Sea fish stocks ‘running out’

A major investigation of marine ecosystems around the world predicts their wholesale collapse in the next 40 years.

If nothing is done to reverse the trend, in a mere four decades, little sustainable fish or sea food will remain.

At this point, commercial fishing will no longer be viable.

The extent of the crisis is revealed in one of the most wide-ranging and thorough studies of marine biodiversity trends ever conducted.

Researchers first analysed the results of 32 experiments that manipulated the fate of marine species on small local scales.

Next they tracked 1,000 years of change in species diversity across 12 coastal areas.

In each one they looked at trends affecting between 30 and 80 economically and ecologically important species, drawing information from old archives, fishery records, sediment cores and archaeological data.

Then the team sifted through all the available catch records for 64 ocean-wide regions spanning the years 1950 to 2003.

Collectively, these large marine ecosystems (LMEs) produced 83 percent of global fisheries yields over the past 50 years.

Finally, the scientists investigated the recovery of biodiversity in 48 marine reserves and areas closed to fishing.

Study leader Dr Boris Worm, from Dalhousie University in Halifax, Canada, said: “Species have been disappearing from ocean ecosystems and this trend has recently been accelerating.

“Now we begin to see some of the consequences. For example, if the long-term trend continues, all fish and seafood species are projected to collapse within my lifetime – by 2048.”

Almost 30 percent of fished species populations had already reached this tipping point in 2003, according to the findings reported in the journal Science.

Despite more intensive fishing, cumulative yields across all species and ocean ecosystems had declined by 13 percent, or 10.6 million metric tons, since 1994.
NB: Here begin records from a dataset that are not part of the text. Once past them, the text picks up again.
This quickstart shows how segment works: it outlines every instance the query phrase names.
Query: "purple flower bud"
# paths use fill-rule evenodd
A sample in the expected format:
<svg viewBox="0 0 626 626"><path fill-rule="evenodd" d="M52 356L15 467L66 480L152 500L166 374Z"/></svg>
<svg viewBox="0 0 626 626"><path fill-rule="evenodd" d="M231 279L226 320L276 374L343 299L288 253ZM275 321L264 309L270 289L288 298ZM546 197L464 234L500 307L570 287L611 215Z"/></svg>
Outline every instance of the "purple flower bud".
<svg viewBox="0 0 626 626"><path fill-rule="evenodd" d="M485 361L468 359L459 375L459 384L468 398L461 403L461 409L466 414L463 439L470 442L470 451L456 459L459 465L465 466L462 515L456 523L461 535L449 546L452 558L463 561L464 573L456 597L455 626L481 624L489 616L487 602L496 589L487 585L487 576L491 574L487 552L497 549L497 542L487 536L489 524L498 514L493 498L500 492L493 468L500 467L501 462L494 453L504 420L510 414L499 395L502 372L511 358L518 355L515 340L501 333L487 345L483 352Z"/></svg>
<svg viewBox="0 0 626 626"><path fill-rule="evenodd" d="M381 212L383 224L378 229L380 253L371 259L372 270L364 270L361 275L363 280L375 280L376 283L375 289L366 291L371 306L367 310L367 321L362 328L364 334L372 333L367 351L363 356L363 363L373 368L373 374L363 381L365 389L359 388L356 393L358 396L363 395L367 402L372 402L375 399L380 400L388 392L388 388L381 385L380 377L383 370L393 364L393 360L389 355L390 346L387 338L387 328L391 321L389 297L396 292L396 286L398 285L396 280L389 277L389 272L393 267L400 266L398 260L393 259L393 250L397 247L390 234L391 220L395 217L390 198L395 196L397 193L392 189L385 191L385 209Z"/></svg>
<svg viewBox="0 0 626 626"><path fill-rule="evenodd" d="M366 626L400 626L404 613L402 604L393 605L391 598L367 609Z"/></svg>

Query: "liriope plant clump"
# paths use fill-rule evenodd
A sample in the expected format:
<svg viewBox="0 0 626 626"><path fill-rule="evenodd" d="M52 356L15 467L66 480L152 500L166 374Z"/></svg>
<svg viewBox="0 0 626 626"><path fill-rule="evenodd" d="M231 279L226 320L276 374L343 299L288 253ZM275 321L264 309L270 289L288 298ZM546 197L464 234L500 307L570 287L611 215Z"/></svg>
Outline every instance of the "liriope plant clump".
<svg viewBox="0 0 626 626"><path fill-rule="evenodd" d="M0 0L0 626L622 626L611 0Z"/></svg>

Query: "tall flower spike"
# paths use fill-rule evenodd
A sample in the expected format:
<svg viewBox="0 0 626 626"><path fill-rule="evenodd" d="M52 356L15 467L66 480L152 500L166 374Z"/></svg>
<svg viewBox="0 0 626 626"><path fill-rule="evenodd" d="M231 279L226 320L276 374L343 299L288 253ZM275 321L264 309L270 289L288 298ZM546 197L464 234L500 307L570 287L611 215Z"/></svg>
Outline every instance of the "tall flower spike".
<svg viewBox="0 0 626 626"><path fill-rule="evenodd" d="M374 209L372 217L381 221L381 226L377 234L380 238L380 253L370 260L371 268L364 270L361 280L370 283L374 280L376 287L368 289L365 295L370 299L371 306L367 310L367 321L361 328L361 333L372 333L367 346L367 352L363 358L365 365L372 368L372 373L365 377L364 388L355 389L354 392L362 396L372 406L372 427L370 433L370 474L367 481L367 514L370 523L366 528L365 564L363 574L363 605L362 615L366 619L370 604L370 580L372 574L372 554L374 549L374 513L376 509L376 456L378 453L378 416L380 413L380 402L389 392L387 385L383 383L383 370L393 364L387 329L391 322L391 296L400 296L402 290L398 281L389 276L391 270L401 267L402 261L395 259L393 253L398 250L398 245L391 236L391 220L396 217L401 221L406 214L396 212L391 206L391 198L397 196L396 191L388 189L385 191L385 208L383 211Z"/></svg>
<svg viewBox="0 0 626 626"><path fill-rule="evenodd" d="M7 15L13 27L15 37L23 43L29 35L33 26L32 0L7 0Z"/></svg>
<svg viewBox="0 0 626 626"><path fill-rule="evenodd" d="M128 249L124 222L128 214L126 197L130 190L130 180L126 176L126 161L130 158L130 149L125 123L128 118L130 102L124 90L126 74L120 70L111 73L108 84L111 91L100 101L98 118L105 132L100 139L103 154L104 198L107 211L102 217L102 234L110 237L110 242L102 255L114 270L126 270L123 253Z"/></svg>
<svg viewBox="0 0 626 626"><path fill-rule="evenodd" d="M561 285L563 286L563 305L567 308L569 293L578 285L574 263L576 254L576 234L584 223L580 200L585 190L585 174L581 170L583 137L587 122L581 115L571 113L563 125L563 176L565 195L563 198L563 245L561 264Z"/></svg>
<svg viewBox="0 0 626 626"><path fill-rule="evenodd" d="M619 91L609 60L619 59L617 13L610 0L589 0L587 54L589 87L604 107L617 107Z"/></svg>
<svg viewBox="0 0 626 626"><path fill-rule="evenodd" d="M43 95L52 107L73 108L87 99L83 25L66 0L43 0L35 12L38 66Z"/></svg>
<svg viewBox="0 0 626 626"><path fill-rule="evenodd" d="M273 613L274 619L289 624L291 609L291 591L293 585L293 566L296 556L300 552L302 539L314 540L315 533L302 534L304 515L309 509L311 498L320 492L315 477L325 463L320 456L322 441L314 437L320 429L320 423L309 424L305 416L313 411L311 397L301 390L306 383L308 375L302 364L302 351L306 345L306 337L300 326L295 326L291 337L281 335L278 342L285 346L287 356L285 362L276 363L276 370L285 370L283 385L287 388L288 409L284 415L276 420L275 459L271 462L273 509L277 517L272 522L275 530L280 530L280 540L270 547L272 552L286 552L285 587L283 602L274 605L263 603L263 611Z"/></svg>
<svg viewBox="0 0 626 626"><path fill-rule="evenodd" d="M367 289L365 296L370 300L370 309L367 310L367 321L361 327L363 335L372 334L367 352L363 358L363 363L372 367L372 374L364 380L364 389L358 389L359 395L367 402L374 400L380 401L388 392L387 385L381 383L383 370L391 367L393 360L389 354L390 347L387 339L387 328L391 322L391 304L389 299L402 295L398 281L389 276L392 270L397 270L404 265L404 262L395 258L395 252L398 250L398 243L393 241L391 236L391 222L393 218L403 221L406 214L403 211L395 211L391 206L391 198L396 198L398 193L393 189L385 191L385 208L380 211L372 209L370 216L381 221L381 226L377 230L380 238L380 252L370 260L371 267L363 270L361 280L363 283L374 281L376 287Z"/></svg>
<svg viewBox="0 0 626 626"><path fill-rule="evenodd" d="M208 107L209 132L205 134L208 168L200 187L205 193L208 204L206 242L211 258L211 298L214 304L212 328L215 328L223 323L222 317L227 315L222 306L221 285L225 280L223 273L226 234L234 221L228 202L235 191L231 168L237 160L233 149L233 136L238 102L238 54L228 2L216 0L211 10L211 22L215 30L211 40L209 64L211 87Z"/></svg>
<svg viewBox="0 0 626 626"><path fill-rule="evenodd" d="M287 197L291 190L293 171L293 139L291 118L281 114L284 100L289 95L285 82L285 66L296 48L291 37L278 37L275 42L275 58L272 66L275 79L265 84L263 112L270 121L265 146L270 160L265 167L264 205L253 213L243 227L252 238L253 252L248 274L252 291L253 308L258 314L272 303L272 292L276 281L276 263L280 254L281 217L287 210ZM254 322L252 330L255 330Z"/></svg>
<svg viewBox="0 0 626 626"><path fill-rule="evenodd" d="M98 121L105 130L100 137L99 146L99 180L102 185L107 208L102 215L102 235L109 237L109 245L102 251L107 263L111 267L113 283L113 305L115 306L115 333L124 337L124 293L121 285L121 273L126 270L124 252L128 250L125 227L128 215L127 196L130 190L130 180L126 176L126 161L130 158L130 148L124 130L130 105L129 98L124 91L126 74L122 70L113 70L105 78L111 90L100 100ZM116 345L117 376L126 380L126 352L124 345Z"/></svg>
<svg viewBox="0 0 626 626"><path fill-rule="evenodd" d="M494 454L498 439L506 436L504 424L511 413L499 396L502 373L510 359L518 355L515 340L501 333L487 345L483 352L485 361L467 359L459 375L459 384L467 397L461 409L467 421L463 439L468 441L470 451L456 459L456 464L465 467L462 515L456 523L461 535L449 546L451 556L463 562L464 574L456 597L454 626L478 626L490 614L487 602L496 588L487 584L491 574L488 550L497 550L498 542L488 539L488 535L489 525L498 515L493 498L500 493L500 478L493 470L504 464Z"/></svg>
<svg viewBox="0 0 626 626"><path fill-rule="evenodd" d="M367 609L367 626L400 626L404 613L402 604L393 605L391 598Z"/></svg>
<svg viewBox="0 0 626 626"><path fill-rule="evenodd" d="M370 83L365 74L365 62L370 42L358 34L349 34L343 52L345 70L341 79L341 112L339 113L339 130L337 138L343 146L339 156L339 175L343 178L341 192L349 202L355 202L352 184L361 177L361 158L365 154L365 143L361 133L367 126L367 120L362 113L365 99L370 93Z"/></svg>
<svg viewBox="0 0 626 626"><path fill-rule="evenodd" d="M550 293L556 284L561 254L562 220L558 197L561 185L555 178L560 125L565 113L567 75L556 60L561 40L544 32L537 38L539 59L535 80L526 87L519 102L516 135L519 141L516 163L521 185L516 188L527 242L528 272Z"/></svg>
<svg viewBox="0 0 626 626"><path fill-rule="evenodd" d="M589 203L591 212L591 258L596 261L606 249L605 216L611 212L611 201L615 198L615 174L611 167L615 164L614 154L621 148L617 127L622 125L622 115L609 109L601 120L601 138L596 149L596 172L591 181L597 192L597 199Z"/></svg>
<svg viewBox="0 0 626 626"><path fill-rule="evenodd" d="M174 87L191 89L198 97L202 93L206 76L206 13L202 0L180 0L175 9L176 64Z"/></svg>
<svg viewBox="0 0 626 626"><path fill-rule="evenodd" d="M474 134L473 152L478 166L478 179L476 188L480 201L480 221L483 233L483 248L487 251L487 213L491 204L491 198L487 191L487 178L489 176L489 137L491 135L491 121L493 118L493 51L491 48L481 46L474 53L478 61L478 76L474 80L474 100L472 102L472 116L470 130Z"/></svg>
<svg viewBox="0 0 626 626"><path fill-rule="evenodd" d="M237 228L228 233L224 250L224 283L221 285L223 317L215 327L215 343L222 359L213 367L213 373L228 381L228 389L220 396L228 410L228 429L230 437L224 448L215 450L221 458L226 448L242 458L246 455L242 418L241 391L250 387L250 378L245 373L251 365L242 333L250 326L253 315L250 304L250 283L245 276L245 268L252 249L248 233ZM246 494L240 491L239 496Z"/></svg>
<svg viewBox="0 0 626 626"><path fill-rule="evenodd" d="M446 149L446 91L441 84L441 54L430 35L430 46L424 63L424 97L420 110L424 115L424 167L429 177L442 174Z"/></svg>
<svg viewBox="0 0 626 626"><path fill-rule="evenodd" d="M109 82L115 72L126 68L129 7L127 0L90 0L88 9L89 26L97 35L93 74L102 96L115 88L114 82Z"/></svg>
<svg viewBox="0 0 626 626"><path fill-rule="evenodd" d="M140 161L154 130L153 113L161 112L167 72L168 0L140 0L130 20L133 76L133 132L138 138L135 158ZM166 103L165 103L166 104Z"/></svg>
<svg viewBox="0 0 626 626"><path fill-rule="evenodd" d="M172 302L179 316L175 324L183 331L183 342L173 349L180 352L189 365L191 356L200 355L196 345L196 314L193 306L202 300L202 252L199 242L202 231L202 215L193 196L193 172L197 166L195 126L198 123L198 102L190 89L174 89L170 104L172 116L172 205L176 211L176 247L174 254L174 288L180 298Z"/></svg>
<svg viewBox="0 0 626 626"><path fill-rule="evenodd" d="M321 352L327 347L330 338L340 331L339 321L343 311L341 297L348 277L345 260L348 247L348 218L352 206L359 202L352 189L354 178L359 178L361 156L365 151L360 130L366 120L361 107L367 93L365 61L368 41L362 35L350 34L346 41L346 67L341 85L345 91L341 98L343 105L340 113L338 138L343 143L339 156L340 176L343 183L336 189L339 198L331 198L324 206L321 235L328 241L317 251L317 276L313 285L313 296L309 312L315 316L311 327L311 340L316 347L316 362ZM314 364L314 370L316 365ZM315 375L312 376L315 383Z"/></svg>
The research clearly showed that increased marine diversity led to greater stability and sustainability of fish stocks.

Fishing was only one human factor affecting marine biodiversity, said the scientists.

Pollution, habitat destruction and climate change all took their toll on fish species.

Loss of fish from the oceans had harmful knock-on affects, including a deterioration of water quality, less protection of shorelines, oxygen depletion, and higher numbers of toxic algal blooms.

“Whether we looked at tide pools or studies over the entire world’s oceans, we saw the same picture emerging,” said Dr Worm.

“In losing species we lost the productivity and stability of entire ecosystems. I was shocked and disturbed by how consistent these trends are – beyond anything we suspected.”

However it was not all bad news. There was still hope for the oceans, if action was taken now, said the scientists.

In protected areas, efforts to improve marine biodiversity had increased species richness by an average of 23 percent.

These gains were associated with big increases in fishery productivity in areas around the reserves.

“It is not too late to turn things around,” said Dr Worm.

Commenting on the report, marine conservation biologist Professor Callum Roberts, from the University of York, said: “For generations, people have admired the denizens of the sea for their size, ferocity, strength or beauty.

“But as this study shows, the animals and plants that inhabit the sea are not merely embellishments to be wondered at. They are essential to the health of the oceans and the well-being of human society.”